Molecule | Theoretical mass | Experimental determined mass with initial model | Experimental determined mass with extended model |

Glucose | 180.2 | 214 ± 48 | 201 ± 43 |

Sucrose | 342.3 | 378 ± 82 | 357 ± 76 |

Raffinose | 504.4 | 530 ± 117 | 500 ± 105 |

β-cyclodextrine | 1135 | 1080 ± 233 | 1040 ± 219 |

From this table, it can be seen that the molecular mass estimation method used here allows to determine unambiguously the number of monosaccharide units for oligosaccharides up to seven units, since the error calculated for the ®-cyclodextrin is close to the molecular weight of one sugar unit.

## 4 Model extension

The molecular weight estimate proposed in [1] for oligosaccharides and used here is based on the work by Viel et al. [7] and was determined on large oligosaccharides with molecular masses ranging from 5.8 to 853 kDa, very different from that presented here. The fact that the molecular masses estimated with this model are correct is a token of the robustness of the model and of the DOSY approach for molecular mass determination.

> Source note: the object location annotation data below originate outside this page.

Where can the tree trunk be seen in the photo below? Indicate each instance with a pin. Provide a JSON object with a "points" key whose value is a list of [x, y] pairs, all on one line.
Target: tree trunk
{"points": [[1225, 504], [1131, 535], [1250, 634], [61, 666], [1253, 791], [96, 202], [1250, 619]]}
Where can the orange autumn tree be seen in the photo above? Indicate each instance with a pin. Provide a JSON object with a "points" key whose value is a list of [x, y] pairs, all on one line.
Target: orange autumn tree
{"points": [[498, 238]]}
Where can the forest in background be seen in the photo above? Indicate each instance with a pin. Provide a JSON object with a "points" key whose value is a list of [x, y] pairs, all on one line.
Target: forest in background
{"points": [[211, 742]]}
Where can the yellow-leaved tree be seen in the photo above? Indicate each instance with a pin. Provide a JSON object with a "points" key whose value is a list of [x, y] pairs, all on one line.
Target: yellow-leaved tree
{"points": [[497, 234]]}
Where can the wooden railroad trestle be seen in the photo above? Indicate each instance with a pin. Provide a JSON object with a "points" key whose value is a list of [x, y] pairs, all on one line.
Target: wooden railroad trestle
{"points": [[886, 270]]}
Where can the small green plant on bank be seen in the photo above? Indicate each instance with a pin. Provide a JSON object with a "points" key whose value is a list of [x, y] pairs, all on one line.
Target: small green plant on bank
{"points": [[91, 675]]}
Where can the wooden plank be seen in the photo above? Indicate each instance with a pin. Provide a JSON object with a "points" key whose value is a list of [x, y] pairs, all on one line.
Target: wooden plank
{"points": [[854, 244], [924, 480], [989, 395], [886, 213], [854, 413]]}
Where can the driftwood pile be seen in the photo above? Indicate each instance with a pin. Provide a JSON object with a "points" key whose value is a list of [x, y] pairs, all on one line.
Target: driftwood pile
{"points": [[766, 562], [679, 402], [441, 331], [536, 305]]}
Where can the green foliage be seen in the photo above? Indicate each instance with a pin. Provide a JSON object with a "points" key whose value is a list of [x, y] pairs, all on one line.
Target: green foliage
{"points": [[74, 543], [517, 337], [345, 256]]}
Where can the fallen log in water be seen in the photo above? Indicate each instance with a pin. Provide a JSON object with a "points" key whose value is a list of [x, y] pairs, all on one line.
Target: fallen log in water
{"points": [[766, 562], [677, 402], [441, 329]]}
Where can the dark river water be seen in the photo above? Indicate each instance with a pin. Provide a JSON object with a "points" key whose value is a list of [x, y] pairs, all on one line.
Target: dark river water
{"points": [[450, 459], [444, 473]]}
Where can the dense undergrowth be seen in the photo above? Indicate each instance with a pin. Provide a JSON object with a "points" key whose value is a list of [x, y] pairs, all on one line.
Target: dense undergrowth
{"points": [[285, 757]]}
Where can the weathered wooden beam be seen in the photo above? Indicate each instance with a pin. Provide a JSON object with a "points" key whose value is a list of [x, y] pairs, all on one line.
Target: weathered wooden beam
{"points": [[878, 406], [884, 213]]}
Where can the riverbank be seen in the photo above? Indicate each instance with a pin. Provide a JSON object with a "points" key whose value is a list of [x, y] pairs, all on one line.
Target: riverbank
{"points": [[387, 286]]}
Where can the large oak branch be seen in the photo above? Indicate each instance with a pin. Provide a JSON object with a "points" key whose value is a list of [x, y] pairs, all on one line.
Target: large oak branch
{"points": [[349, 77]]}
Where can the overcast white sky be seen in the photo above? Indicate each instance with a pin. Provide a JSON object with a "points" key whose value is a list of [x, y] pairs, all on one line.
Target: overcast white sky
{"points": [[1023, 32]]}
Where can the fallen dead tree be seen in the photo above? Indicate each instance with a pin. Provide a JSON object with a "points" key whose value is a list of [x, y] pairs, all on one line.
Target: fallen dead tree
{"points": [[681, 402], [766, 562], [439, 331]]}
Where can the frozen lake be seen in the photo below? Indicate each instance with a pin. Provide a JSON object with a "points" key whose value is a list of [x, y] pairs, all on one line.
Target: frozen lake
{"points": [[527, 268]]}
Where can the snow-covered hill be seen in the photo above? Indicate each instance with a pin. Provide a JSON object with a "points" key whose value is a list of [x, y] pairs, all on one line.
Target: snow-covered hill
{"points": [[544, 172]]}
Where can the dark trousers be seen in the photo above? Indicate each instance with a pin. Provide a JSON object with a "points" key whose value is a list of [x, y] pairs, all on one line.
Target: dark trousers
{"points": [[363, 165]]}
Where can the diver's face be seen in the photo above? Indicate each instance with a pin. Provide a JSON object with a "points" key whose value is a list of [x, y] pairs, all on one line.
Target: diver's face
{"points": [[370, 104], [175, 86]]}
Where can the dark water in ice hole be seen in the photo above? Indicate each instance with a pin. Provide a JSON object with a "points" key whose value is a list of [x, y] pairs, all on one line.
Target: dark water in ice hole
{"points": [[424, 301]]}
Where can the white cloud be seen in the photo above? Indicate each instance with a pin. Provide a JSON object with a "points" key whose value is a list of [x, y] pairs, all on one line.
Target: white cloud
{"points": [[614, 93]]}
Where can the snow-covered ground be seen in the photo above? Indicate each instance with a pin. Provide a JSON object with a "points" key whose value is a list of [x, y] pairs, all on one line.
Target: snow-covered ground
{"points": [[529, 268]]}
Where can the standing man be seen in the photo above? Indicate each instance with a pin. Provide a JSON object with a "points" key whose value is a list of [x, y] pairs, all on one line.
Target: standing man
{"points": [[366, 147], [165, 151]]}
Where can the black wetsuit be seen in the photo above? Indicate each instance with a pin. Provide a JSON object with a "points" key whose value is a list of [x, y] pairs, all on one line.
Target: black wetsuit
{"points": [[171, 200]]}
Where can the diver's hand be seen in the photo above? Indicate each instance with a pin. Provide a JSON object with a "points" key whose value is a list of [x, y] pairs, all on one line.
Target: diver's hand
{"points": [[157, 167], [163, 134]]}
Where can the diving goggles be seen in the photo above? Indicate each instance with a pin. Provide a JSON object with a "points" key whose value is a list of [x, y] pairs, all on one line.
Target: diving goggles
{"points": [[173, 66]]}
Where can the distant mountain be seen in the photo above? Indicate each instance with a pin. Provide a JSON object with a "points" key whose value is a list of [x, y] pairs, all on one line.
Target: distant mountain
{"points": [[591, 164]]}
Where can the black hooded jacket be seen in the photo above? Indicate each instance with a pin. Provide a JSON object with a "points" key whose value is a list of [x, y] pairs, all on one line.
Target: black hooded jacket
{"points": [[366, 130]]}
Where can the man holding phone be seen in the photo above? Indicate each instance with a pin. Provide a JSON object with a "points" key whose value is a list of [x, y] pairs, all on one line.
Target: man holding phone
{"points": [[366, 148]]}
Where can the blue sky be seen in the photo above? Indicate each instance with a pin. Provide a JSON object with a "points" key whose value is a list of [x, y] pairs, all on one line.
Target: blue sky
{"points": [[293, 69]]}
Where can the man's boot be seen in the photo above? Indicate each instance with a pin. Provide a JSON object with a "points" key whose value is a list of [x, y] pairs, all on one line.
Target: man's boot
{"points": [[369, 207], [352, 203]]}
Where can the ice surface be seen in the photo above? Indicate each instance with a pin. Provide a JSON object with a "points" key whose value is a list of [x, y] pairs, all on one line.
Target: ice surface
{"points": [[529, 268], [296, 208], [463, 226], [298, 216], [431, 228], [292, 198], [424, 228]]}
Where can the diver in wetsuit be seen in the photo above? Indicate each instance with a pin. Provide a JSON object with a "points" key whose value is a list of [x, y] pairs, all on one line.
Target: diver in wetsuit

In return, the newly determined value of diffusion have been used to extend and strengthen the model for low masses. This extended model is now available in the presented software, as well as in the reference web application available at http://abcis.cbs.cnrs.fr/MW/. With this extended model, it can be seen (Table 1) that the mass determination is significantly improved, and the error bars reduced.

## 5 Conclusion

In conclusion, we have shown that the molecular mass can be estimated by using the DOSY spectroscopy and the extended model. The efficiency of this method and this model is demonstrated through the study of a mixture of oligosaccharides. This new model provides significant improvements in the measurement of molecular mass. We have also shown that our method which corrects the perturbations due either to the lock system or the room temperature regulator, contributes to this improvement. This method is related to the FIDDLE technique proposed by Morris et al. [8] and its improvement [9] which corrects for any kind of global spectrometer perturbations such as phase of shim. The method proposed here, while being much simpler in its implementation, appears to be very efficient on the special case of slight temperature instabilities, which in the case of D_{2}O lock creates a global shift of the spectrum.